Ensuring that you don't fall victim to cross site scripting and other injection attacks takes vigilance, eye for details and especially some good naming habits.

Why

A small mistake can open the flood gates of attacks to your website. Common errors are cross site scripting attacks (xss).

Assumptions

Readers are assumed to be comfortable in writing or editing templates.

How

If we have the following request:

https://example.com/page/1234?foo=bar

For the dispatch rule:

{page, [ "page", id ], contoller_page, []}

Then in the template we can access the query arguments:

Hello {{ q.foo|escape }} your id is {{ q.id|escape }}.
Controller page said the resource id is {{ id }}.

You see  that q.foo and q.id are both escaped before they are shown.
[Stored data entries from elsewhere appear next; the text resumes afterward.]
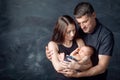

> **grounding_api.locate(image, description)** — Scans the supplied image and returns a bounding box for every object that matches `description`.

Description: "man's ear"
[92,12,96,18]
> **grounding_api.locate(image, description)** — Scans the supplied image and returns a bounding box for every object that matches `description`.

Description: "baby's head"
[70,45,95,61]
[78,45,94,57]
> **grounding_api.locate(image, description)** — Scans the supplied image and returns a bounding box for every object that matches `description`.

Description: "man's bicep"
[99,33,114,56]
[98,55,111,71]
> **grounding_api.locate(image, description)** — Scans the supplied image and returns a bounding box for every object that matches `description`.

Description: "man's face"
[76,13,96,33]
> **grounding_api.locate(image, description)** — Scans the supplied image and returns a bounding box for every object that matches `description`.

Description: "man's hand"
[45,46,53,61]
[58,68,79,78]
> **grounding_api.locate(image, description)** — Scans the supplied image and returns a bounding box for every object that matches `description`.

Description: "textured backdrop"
[0,0,120,80]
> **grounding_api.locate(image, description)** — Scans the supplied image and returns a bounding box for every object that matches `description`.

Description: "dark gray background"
[0,0,120,80]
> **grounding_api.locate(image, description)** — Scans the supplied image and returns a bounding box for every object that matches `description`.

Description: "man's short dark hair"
[74,2,94,18]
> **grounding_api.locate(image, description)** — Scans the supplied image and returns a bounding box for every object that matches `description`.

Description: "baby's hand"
[70,48,80,56]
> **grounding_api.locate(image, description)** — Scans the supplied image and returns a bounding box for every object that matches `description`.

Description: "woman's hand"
[58,60,81,78]
[58,59,81,72]
[67,58,81,70]
[57,57,81,78]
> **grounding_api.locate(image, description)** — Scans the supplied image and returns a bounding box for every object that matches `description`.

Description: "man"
[46,2,114,80]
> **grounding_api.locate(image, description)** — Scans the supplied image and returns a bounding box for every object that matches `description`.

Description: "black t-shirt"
[78,19,114,80]
[58,40,78,55]
[56,41,80,80]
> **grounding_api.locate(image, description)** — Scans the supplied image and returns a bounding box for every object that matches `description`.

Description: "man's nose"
[81,23,85,29]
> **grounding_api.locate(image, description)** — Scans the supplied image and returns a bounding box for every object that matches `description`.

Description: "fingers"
[59,68,71,74]
[60,61,69,67]
[60,60,74,69]
[45,46,53,60]
[45,46,48,54]
[60,69,75,77]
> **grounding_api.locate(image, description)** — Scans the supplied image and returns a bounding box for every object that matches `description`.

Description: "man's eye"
[84,19,88,23]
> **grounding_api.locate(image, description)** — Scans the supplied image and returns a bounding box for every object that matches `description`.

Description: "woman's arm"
[48,41,66,72]
[45,46,53,61]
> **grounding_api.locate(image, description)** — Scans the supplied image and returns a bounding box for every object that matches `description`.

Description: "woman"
[47,15,91,80]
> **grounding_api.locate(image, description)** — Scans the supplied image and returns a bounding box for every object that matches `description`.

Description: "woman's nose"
[70,31,74,37]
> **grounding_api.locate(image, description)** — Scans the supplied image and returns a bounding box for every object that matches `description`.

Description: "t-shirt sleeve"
[99,32,114,56]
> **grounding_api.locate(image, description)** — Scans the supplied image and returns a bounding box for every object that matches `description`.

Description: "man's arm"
[77,57,92,71]
[63,55,111,78]
[64,30,114,77]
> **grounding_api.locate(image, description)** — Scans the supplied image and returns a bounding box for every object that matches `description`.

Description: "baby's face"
[78,46,92,57]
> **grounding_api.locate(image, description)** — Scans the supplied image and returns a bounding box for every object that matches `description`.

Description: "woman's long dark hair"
[51,15,79,44]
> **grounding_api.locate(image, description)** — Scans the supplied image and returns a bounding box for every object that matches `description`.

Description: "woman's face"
[64,24,76,41]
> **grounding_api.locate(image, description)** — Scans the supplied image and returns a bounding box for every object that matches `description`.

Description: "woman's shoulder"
[48,41,58,50]
[48,41,56,44]
[48,41,58,47]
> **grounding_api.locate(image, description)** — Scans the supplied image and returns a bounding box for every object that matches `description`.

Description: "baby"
[69,45,94,64]
[59,45,94,71]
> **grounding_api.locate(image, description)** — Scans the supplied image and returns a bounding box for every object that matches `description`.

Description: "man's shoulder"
[99,23,113,36]
[96,19,113,35]
[97,24,114,43]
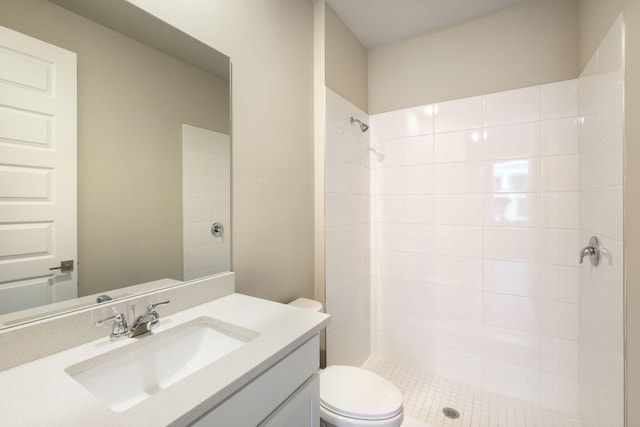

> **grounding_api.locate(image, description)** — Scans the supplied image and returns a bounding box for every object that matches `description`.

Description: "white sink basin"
[65,316,259,412]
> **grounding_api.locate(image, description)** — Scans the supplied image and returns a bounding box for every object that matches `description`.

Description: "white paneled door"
[0,26,77,315]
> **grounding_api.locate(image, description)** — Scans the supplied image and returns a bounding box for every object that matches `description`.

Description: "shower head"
[350,116,369,133]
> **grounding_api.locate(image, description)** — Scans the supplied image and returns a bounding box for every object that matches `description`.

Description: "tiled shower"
[324,14,623,427]
[370,78,581,412]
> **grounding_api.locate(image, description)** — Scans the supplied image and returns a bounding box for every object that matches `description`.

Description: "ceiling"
[325,0,529,48]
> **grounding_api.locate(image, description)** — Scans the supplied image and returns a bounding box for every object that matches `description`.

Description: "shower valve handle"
[579,236,601,267]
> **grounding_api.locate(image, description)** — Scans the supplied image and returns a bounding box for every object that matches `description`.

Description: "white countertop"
[0,293,330,426]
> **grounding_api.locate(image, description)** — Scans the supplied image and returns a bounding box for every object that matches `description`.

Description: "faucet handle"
[579,236,601,267]
[95,312,129,341]
[133,301,170,335]
[579,246,594,263]
[147,300,170,312]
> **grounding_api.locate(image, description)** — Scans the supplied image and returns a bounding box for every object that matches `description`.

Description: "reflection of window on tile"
[492,160,530,191]
[490,193,530,223]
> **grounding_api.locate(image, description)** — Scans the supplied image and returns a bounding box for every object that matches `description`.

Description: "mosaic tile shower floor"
[363,358,582,427]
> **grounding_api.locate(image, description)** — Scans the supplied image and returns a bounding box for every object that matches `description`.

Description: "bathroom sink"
[65,316,259,412]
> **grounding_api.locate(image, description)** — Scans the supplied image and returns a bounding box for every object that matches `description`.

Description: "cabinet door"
[261,374,319,427]
[190,336,319,426]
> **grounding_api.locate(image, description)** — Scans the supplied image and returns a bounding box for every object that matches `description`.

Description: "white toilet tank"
[288,297,324,312]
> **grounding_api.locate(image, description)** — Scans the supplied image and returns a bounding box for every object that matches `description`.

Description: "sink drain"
[442,407,460,419]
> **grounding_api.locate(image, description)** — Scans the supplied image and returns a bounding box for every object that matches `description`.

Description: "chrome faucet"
[95,312,129,341]
[129,301,170,337]
[95,300,170,341]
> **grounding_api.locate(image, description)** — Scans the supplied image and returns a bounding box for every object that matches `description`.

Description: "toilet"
[288,298,404,427]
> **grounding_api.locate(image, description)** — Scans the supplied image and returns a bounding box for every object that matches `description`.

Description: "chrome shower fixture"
[350,116,369,132]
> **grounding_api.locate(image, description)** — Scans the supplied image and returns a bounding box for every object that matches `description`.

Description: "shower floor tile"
[363,358,582,427]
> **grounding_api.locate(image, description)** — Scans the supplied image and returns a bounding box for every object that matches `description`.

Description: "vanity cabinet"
[261,375,319,427]
[191,335,320,427]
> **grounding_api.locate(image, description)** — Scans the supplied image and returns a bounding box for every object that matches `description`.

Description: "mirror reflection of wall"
[0,0,230,321]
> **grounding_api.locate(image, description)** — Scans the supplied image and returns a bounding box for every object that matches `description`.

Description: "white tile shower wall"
[577,15,624,427]
[182,124,231,280]
[370,80,582,411]
[324,88,371,366]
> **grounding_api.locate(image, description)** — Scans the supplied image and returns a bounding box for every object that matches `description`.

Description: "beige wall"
[129,0,316,303]
[324,3,368,112]
[0,0,230,296]
[578,0,626,68]
[368,0,579,113]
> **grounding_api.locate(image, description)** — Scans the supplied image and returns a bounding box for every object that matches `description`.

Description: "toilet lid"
[320,366,403,421]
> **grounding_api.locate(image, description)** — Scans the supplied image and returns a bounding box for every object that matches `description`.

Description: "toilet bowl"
[319,365,403,427]
[288,298,404,427]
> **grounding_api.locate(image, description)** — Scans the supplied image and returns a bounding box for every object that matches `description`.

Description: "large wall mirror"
[0,0,231,328]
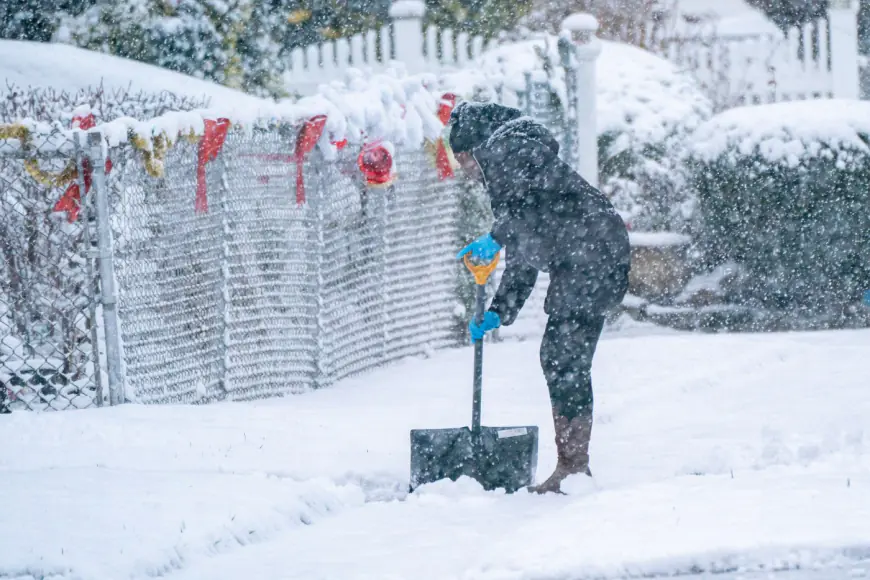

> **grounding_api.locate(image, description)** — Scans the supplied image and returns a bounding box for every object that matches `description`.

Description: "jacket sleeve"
[487,242,538,326]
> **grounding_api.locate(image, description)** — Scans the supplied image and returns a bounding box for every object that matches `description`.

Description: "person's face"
[454,150,483,183]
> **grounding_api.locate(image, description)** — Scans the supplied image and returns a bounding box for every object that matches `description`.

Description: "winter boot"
[528,414,593,494]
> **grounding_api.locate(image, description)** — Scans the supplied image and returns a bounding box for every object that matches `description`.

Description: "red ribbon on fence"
[196,118,231,214]
[53,112,113,223]
[294,115,327,204]
[435,93,457,180]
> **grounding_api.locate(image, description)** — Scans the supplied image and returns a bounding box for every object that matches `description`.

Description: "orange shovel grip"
[463,252,500,285]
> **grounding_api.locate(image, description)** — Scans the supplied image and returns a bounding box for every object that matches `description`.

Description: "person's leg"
[528,311,605,494]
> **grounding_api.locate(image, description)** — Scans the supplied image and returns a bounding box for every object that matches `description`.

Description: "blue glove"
[456,233,501,262]
[469,311,501,343]
[863,290,870,307]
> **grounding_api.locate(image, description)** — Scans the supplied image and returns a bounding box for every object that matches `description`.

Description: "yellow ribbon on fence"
[23,159,79,188]
[130,129,198,178]
[2,123,81,188]
[0,123,30,143]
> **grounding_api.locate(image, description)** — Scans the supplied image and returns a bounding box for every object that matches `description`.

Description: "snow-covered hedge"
[0,84,209,125]
[442,37,713,232]
[687,99,870,321]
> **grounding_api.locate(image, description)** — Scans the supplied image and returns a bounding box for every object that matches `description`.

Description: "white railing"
[283,0,861,113]
[652,1,860,109]
[284,0,495,95]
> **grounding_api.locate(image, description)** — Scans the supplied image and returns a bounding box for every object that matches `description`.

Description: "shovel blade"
[409,425,539,493]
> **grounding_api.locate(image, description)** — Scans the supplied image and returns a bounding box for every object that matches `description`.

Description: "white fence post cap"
[562,13,599,34]
[390,0,426,19]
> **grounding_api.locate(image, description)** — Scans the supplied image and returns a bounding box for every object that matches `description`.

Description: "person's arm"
[487,241,538,326]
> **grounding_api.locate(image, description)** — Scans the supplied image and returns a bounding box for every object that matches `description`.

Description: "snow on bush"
[596,41,712,232]
[0,84,209,125]
[686,99,870,324]
[0,67,446,161]
[442,36,713,232]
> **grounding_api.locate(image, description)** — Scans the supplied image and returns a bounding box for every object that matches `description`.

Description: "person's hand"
[469,311,501,343]
[456,233,501,263]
But id is not.

This is because q.foo and q.id both contain unfiltered content supplied by the user. This content could even be a complete script tag that transfers the users information to some other server or modified content on our site. To prevent this we apply the escape filter to the content so that input like:

https://example.com/page/1234?foo=%3Cscript%3Ealert%28%27a%27%29%3B%3C%2Fscript%3E

Will not add the following script tag to the HTML:

<script>alert('a');</script>

But instead the escape filter transforms it into the following safe HTML text:

&lt;script&gt;alert(&#39;a&#39;);&lt;/script&gt;

But why was id not escaped? The id provided by controller_page is the output of the mapping of q.id to a resource id, using the function m_rsc:rid/2 function. The output of this function is either a number or undefined, so doesn't need any further escaping when used.

Special care

There are more functions that can give unfiltered user input back to the template. Examples are m.req, m.identity (for example email addresses which can contain HTML unsafe characters), and exif or other metadata in the medium records.

A good habit is to prefix all untrusted content with a q, like this:

{% with id|default:q.id as qid %} {# q.id is unsafe #}
{% with m.rsc[id|default:q.id].id as id %} {# The m.rsc lookup ensure a safe mapping #}

And NEVER something like this:

{% with id|default:q.id as id %} {# DO NOT DO THIS #}

Why not?  In templates we have the shorthand:

{{ q.title }}

And templates might be rendered using API calls, which can pass structured data for the query arguments like the following JSON:

{ "id": { "title": "<script>...</script>" } }

It is clear that this is not something you want to echo directly in your templates.

Why is m.rsc safe?

As a rule of thumb all data inside m.rsc is safe to echo in the templates. This is because all data stored into resource records is sanitized. The sanitization removes or escapes all dangerous content. For exampe, HTML body texts have malicious content like scripts and iframes without a white-listed domain removed. All HTML attributes that might contain scripts are removed or cleaned, and css is also cleaned up to remove external content references.

An exception is content that is postfixed with ..._unsafe.  Like myprop_unsafe. This content is passed as-is through the sanitizer without any modification.